К концу дня Бекки Тэтчер забрела на опустевший школьный двор, не зная, куда деваться от тоски. Но там не нашлось ничего такого, что могло бы ее утешить. Она стала разговаривать сама с собой:

– Ах, если б у меня была теперь хоть та медная шишечка! Но у меня ничего не осталось на память о нем! – И она проглотила подступившие слезы.

Потом, остановившись, она сказала себе:

– Это было как раз вот здесь. Если бы все повторилось снова, я бы этого не сказала, ни за что на свете не сказала бы. Но его уже нет; я никогда, никогда, никогда больше его не увижу.

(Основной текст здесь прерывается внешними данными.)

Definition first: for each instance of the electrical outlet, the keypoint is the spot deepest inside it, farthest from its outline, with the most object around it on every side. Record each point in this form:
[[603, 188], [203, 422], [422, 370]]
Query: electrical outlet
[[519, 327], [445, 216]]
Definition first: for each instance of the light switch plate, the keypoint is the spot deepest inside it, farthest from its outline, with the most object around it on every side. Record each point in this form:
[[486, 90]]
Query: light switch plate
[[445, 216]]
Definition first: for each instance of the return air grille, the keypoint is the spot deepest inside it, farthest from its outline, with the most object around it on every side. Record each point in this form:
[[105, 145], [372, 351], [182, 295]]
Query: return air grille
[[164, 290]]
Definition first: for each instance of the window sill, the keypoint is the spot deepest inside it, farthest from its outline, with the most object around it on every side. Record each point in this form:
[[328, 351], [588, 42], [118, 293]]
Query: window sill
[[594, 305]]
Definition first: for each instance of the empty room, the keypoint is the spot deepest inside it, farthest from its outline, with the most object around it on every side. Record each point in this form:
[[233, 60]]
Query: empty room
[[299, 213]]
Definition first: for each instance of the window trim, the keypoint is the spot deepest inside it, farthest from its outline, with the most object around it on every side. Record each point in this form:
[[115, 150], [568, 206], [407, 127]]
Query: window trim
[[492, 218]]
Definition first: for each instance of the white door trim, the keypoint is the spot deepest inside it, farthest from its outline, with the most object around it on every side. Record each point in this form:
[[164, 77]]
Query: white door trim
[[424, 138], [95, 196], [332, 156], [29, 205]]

Эта мысль окончательно расстроила Бекки, и она побрела прочь, заливаясь горючими слезами. Потом подошла кучка мальчиков и девочек – товарищей Тома и Джо; они остановились у забора и стали глядеть во двор, разговаривая благоговейным шепотом насчет того, где они в последний раз видели Тома, и как он тогда сделал то-то и то-то, и как Джо сказал такие-то и такие-то слова (по-видимому, ничего не значившие, но предвещавшие беду, как все теперь понимали), – и каждый из говоривших показывал то самое место, где стояли тогда погибшие, прибавляя что-нибудь вроде: а я стоял вот тут, как раз где сейчас стою, а он совсем рядом – где ты стоишь, а он улыбнулся вот так – и у меня мурашки по спине вдруг побежали, до того страшно стало, – а я тогда, конечно, не понял, к чему бы это, зато теперь понимаю.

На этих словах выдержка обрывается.